Supplying the Results of a CASE Statement to the Count Function
The Count() function
is most commonly used with an asterisk (*), which tells it to count entire
rows. Another usage is to pass in an individual field. Doing so will cause the
function to count the number of non-NULL instances of that particular column.

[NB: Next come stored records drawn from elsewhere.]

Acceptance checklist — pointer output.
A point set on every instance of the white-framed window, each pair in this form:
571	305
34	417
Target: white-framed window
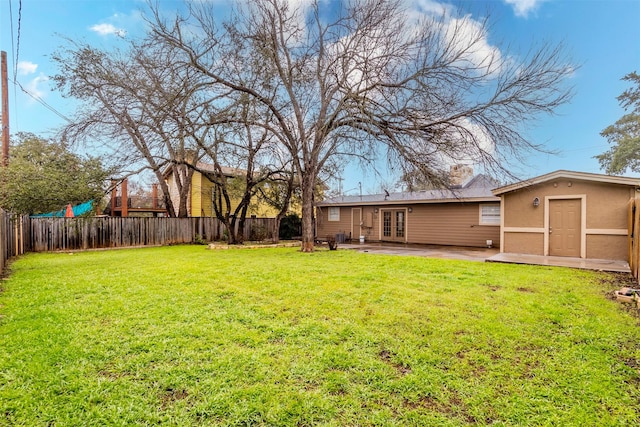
490	214
334	213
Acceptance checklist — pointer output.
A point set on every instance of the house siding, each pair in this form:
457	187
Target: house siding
605	217
456	224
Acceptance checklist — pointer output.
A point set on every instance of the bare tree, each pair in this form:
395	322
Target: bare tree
137	104
372	76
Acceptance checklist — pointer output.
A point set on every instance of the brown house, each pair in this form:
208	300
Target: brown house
570	214
466	216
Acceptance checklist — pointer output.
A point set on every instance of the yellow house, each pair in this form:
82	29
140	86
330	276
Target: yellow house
200	201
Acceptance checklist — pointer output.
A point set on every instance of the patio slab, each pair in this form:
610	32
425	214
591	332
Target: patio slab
429	251
582	263
486	254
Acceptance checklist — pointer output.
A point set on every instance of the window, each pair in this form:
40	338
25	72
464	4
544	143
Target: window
334	214
490	214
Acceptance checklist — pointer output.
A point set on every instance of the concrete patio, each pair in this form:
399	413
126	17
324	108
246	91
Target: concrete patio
555	261
486	254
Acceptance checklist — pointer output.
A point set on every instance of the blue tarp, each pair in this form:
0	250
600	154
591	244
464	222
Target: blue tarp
78	210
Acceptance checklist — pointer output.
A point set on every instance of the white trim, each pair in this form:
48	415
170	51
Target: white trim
406	222
353	235
538	230
608	231
333	208
502	227
583	221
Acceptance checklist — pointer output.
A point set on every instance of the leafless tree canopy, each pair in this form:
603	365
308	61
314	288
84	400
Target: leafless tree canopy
368	75
315	83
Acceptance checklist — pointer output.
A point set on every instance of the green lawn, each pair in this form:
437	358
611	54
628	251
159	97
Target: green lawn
187	336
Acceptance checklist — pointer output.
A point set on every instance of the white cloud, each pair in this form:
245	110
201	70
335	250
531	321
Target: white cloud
108	29
34	87
522	8
26	67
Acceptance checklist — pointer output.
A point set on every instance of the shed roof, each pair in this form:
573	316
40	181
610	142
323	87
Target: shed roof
582	176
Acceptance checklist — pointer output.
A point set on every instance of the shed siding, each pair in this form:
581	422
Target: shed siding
606	213
524	243
607	247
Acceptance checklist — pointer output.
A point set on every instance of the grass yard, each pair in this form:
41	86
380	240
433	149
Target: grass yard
187	336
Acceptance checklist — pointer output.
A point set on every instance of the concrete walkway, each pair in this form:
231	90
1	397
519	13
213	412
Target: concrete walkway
429	251
556	261
485	254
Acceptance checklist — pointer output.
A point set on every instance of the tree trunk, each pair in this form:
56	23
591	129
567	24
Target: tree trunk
308	232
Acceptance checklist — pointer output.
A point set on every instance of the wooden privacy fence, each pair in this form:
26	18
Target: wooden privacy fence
21	234
52	234
14	237
634	237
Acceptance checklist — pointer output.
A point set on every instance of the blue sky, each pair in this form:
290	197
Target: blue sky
601	36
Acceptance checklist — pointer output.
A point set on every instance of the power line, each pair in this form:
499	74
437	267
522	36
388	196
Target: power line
42	101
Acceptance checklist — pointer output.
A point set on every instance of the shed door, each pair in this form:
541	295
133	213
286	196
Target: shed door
564	227
356	220
394	225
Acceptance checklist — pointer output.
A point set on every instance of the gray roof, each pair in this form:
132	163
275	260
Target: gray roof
471	192
583	176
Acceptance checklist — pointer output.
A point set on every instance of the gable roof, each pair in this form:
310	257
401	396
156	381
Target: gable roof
473	191
582	176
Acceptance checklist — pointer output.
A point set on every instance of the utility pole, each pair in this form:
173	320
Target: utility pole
5	111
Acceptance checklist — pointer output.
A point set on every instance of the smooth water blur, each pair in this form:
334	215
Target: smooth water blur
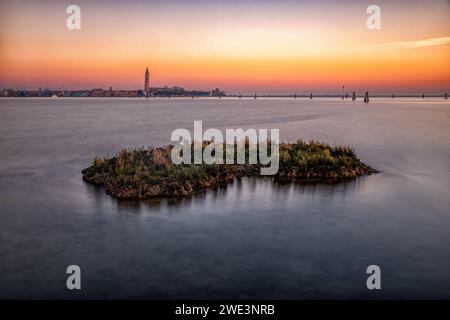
253	239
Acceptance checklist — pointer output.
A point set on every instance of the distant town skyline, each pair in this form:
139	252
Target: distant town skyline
264	47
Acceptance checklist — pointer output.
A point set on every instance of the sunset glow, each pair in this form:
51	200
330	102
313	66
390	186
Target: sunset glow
266	46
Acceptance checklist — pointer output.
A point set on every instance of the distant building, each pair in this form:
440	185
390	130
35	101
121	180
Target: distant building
217	93
147	83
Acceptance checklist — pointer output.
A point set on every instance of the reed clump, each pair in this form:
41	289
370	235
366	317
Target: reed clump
149	172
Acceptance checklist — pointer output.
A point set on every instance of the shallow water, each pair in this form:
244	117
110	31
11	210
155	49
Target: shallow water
254	239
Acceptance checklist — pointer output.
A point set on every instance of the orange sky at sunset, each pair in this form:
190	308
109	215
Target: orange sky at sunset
245	46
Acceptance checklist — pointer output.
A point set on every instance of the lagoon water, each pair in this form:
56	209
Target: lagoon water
253	239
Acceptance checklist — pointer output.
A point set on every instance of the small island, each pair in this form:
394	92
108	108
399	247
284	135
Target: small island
149	172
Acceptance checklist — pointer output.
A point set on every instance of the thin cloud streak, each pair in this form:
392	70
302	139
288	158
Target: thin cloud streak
441	41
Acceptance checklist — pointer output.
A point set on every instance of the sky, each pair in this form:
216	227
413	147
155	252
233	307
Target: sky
239	46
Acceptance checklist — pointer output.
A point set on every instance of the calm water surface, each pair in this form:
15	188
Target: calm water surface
254	239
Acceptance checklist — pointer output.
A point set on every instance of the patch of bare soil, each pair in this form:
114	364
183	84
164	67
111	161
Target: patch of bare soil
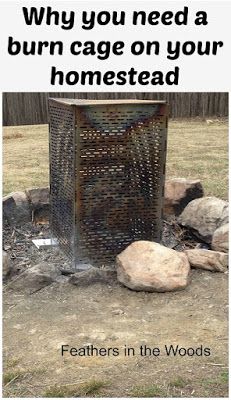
108	315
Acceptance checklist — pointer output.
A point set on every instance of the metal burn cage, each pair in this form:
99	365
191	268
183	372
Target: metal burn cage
107	168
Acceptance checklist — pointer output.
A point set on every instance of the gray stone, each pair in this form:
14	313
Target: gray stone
208	260
178	193
220	240
38	196
39	199
16	208
35	278
151	267
204	216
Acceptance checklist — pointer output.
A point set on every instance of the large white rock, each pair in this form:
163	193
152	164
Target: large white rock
208	259
204	216
151	267
179	192
220	241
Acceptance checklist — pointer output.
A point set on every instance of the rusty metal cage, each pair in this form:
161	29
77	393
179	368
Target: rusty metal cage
107	168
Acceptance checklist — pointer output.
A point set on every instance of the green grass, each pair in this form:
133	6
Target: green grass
91	389
196	150
10	376
178	382
148	391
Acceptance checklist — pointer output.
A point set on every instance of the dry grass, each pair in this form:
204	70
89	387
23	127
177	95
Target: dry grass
196	149
200	150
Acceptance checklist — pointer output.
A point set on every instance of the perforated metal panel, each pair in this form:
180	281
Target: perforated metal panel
107	175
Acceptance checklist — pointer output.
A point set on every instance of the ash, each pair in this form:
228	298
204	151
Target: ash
17	241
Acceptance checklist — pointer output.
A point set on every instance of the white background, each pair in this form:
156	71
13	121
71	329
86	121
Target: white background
197	73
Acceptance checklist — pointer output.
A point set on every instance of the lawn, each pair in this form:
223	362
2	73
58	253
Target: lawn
196	149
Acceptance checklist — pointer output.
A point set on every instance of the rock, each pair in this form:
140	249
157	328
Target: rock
178	193
220	240
16	208
5	264
204	216
39	199
207	259
38	196
151	267
35	278
92	275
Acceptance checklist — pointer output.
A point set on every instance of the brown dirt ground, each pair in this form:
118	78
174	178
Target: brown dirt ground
110	315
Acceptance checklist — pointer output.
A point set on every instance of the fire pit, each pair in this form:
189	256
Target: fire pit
107	167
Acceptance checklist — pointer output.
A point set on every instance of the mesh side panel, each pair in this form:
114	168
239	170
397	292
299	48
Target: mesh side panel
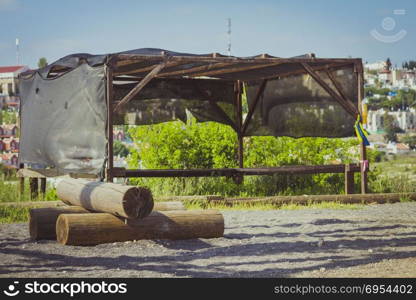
297	106
165	100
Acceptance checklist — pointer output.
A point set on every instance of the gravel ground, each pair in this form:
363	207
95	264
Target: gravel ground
379	240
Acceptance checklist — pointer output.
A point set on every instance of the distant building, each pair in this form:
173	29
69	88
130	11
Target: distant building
376	66
8	130
405	120
397	148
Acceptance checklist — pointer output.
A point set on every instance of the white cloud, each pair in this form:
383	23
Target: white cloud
7	5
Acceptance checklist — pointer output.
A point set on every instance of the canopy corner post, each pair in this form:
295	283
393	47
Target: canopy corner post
110	101
239	178
364	165
239	121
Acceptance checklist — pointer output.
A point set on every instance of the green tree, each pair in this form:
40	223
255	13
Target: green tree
410	140
120	149
176	145
42	62
390	128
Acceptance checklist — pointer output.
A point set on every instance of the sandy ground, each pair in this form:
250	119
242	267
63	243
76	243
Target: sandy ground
377	241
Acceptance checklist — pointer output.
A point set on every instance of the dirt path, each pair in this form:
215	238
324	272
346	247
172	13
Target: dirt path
379	240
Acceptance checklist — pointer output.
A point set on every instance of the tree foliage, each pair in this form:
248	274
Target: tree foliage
391	128
176	145
120	149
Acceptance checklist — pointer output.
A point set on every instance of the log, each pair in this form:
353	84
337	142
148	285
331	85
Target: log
121	200
307	199
93	229
42	221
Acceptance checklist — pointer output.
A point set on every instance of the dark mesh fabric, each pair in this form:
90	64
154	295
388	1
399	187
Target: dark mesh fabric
297	106
165	100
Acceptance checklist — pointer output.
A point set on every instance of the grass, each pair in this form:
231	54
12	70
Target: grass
13	214
9	192
395	176
267	206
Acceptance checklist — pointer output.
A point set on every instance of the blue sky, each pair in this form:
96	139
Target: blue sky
55	28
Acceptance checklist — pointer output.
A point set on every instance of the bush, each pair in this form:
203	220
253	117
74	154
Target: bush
176	145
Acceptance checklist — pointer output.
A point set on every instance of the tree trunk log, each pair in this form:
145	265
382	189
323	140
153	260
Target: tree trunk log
121	200
93	229
306	199
42	221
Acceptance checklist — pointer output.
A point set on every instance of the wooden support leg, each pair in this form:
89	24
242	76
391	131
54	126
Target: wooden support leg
43	187
34	188
364	169
349	180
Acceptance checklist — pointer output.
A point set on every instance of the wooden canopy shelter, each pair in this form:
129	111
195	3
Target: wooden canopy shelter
128	75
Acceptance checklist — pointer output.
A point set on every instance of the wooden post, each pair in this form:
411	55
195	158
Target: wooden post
43	187
238	178
109	95
239	121
363	151
34	188
349	180
21	182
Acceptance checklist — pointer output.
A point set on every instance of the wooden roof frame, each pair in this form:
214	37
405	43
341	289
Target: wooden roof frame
214	65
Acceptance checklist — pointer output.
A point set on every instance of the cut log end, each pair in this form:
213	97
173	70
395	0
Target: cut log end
138	202
62	230
99	228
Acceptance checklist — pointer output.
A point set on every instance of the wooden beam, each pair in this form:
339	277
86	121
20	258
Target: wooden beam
235	70
42	221
121	200
302	71
195	69
229	172
239	121
34	188
363	150
93	229
328	89
191	59
43	187
148	68
110	103
141	85
252	108
307	199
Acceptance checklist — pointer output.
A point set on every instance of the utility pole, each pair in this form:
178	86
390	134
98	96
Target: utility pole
17	51
229	37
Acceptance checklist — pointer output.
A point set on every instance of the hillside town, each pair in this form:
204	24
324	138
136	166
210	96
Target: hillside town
390	104
9	119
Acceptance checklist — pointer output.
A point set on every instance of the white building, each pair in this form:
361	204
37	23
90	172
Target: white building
405	120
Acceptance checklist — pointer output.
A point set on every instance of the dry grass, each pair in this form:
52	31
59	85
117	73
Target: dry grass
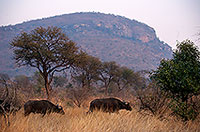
76	120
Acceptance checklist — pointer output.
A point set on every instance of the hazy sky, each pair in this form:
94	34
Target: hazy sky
172	19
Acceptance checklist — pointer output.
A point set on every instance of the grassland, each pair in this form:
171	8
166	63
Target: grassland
76	120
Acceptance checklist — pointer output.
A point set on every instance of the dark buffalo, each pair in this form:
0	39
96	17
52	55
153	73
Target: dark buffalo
7	108
110	105
42	107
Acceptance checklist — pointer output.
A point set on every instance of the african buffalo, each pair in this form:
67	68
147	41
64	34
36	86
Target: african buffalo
42	107
110	105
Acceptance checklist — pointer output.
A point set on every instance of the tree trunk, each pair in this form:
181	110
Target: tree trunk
47	87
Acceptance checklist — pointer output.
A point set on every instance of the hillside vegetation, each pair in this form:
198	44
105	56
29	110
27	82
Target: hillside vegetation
111	38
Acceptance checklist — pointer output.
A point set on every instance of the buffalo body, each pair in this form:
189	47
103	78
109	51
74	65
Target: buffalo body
110	105
42	107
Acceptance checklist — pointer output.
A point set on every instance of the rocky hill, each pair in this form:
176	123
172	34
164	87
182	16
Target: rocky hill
109	37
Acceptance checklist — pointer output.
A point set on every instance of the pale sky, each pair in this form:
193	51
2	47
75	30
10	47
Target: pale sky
173	20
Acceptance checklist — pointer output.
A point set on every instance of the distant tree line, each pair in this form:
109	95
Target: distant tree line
173	86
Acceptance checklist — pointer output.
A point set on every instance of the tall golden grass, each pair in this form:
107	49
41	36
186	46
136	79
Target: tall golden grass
76	120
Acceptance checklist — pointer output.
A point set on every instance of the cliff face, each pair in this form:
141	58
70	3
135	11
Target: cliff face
109	37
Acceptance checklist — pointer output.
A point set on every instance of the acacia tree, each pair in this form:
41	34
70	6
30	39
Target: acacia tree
47	49
180	76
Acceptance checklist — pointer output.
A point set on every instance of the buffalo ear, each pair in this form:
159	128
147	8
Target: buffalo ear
126	103
59	107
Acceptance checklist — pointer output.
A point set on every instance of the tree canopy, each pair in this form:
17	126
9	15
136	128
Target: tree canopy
181	75
47	49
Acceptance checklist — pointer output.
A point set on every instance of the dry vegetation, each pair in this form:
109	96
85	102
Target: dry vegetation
76	120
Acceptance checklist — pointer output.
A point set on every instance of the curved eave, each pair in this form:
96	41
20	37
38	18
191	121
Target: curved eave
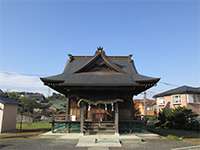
149	80
47	80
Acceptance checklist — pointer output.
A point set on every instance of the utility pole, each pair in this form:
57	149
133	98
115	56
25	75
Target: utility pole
145	97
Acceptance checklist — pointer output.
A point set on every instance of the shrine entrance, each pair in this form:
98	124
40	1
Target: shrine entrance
100	113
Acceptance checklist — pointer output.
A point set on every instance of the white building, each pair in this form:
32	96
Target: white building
8	113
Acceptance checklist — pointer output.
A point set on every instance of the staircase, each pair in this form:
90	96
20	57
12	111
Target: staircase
105	127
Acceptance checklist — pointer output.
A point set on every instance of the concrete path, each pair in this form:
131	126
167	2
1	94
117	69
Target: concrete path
103	141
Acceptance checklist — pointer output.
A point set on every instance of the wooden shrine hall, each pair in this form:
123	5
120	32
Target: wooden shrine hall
99	90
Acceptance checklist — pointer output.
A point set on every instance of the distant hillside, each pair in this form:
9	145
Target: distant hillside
20	83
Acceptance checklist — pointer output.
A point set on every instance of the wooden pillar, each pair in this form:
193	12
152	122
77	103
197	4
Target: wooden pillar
82	117
67	109
116	118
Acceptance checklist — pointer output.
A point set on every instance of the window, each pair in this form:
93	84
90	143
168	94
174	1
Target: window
176	99
161	101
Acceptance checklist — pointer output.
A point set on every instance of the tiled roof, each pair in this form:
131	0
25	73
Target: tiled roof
124	74
5	100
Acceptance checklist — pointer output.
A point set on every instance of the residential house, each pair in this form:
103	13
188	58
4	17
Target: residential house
146	107
186	96
8	112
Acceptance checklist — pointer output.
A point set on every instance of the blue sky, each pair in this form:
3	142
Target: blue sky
163	36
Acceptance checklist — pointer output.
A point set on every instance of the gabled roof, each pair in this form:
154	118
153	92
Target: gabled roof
79	71
179	90
5	100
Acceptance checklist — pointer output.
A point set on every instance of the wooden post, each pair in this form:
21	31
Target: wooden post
53	124
116	118
82	117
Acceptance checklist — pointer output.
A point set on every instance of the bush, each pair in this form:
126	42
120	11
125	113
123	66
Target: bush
178	118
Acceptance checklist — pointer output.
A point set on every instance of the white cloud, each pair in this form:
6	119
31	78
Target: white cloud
19	82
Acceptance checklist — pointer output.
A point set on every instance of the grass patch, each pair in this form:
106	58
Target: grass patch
174	138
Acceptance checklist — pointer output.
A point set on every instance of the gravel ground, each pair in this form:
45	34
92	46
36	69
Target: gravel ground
63	144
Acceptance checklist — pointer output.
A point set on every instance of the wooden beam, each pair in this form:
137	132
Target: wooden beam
116	119
67	109
82	117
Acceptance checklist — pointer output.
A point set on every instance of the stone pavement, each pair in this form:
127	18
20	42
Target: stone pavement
99	141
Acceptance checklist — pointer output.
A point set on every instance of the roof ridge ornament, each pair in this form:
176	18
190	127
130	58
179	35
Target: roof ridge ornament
100	50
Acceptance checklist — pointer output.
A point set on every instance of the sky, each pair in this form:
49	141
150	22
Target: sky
36	37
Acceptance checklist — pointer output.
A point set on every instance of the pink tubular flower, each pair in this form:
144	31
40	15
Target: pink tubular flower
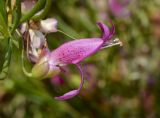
74	52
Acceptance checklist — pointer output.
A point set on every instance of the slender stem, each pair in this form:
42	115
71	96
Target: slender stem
65	34
44	12
34	10
23	68
16	15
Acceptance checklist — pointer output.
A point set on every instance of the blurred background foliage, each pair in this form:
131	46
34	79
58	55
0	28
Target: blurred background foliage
121	82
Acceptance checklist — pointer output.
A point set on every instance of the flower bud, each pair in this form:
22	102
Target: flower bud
44	70
49	25
27	5
40	69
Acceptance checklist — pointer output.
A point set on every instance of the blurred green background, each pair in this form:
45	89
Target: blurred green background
121	82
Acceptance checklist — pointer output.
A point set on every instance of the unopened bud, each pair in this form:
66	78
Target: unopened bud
49	25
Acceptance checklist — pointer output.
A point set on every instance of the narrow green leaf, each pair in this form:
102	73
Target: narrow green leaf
16	15
6	64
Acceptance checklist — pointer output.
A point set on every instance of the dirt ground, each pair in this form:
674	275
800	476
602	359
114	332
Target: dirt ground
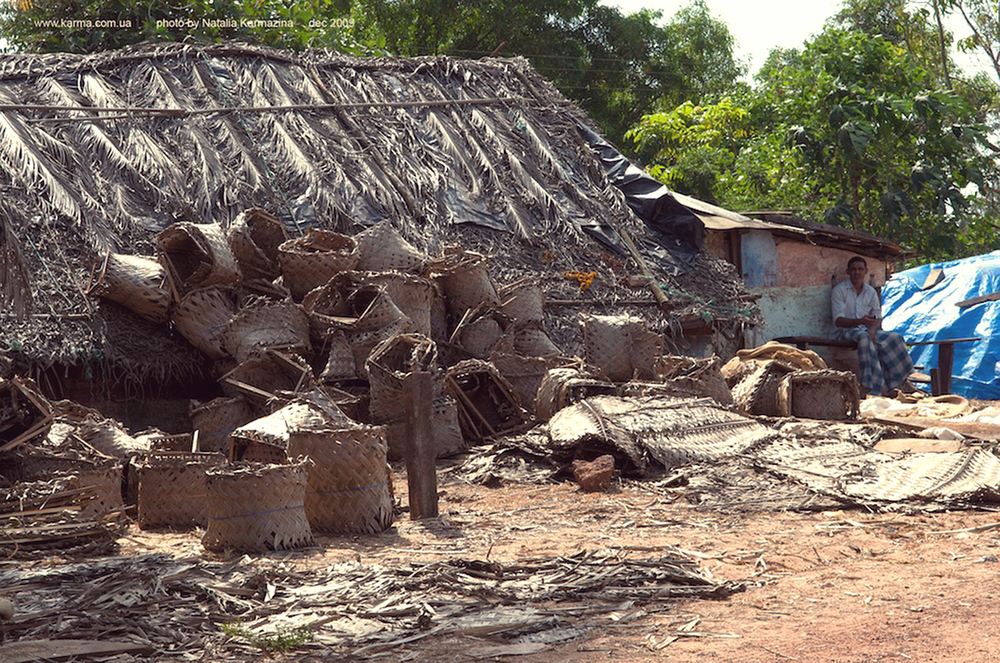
845	585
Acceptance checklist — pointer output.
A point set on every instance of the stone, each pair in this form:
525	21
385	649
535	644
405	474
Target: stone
594	475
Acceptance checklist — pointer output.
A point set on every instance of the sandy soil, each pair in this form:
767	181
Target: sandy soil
846	586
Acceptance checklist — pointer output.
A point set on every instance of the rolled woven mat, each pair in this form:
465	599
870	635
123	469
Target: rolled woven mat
256	507
138	283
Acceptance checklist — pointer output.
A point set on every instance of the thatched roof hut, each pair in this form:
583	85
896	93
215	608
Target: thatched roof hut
99	153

This is the key to using a CASE statement with Count(), as we can use it to
select the FEE_NUMBER values where the REGION_CODE matches a value of ‘01’ to
‘05’. Here is the simplified SQL, without the final TOTALS row:
SELECT MONTHNAME(CREATION_DATE) AS ‘Month’,
COUNT(CASE WHEN REGION_CODE =’01’ THEN FEE_NUMBER END) AS ‘REGION 1′,
COUNT(CASE WHEN REGION_CODE =’02’ THEN FEE_NUMBER END) AS ‘REGION 2′,
COUNT(CASE WHEN REGION_CODE =’03’ THEN FEE_NUMBER END) AS ‘REGION 3′,
COUNT(CASE WHEN REGION_CODE =’04’ THEN FEE_NUMBER END) AS ‘REGION 4′,
COUNT(CASE WHEN REGION_CODE =’05’ THEN FEE_NUMBER END) AS ‘REGION 5’,
COUNT(*) AS ‘TOTAL’
FROM TA_CASES CA
WHERE YEAR(CREATION_DATE)=1998
GROUP BY MONTH(CREATION_DATE);
The WITH ROLLUP Modifier
Adding the WITH ROLLUP
modifier to the GROUP BY clause will append an additional row to the result set
which sums all columns. ROLLUP thus allows you to summarize data at multiple
levels with a single query. The grand total super-aggregate lines can be
identified by the Null values in the GROUPed BY fields. Hence the following query:
>SELECT year, SUM(profit) FROM sales GROUP BY year WITH ROLLUP;
…would produce
something like the following:
+——+————-+
| year | SUM(profit) |
+——+————-+
| 2000 | 4525 |
| 2001 | 3010 |
| NULL | 7535 |
+——+————-+
We can replace the Null
with a more suitable value such as “TOTAL”, but it isn’t easy, as the Null row
is inserted late in query processing. Another challenge is presented by working
with grouping on the output of date functions. For instance, grouping on the
MONTHNAME() sorts the rows in alphabetical order, rather than chronological.
The answer to both
these issues is a two pass approach. The first selects all of the fields that
we want, plus the month number, for sorting. We can select from it by placing
the code after the FROM of a second query. A CASE statement selects between
the Month column and the “TOTAL” label:
SELECT CASE WHEN Month_Num IS NULL
THEN ‘TOTAL’
ELSE Month
END AS ‘Month’,
REGION_1 AS ‘REGION 1’,
REGION_2 AS ‘REGION 2’,
REGION_3 AS ‘REGION 3’,
REGION_4 AS ‘REGION 4’,
REGION_5 AS ‘REGION 5′,
TOTAL
FROM (SELECT MONTH(CREATION_DATE) AS Month_Num,
MONTHNAME(CREATION_DATE) AS Month,
COUNT(CASE WHEN REGION_CODE =’01’ THEN FEE_NUMBER END) AS REGION_1,
COUNT(CASE WHEN REGION_CODE =’02’ THEN FEE_NUMBER END) AS REGION_2,
COUNT(CASE WHEN REGION_CODE =’03’ THEN FEE_NUMBER END) AS REGION_3,
COUNT(CASE WHEN REGION_CODE =’04’ THEN FEE_NUMBER END) AS REGION_4,
COUNT(CASE WHEN REGION_CODE =’05’ THEN FEE_NUMBER END) AS REGION_5,
COUNT(*) AS TOTAL
FROM TA_CASES
WHERE YEAR(CREATION_DATE)=1998
GROUP BY Month_Num WITH ROLLUP) AS CA;
The output of the
above query is a complete crosstab, including chronological row sorting and totals:
Cutting down the size
of the SQL will come in useful when generating the code within a stored proc.
Remember that the query itself is really quite a simple one as it only hits one
table, only pivots between two fields. As we shall soon see, not every
crosstab query is as straightforward.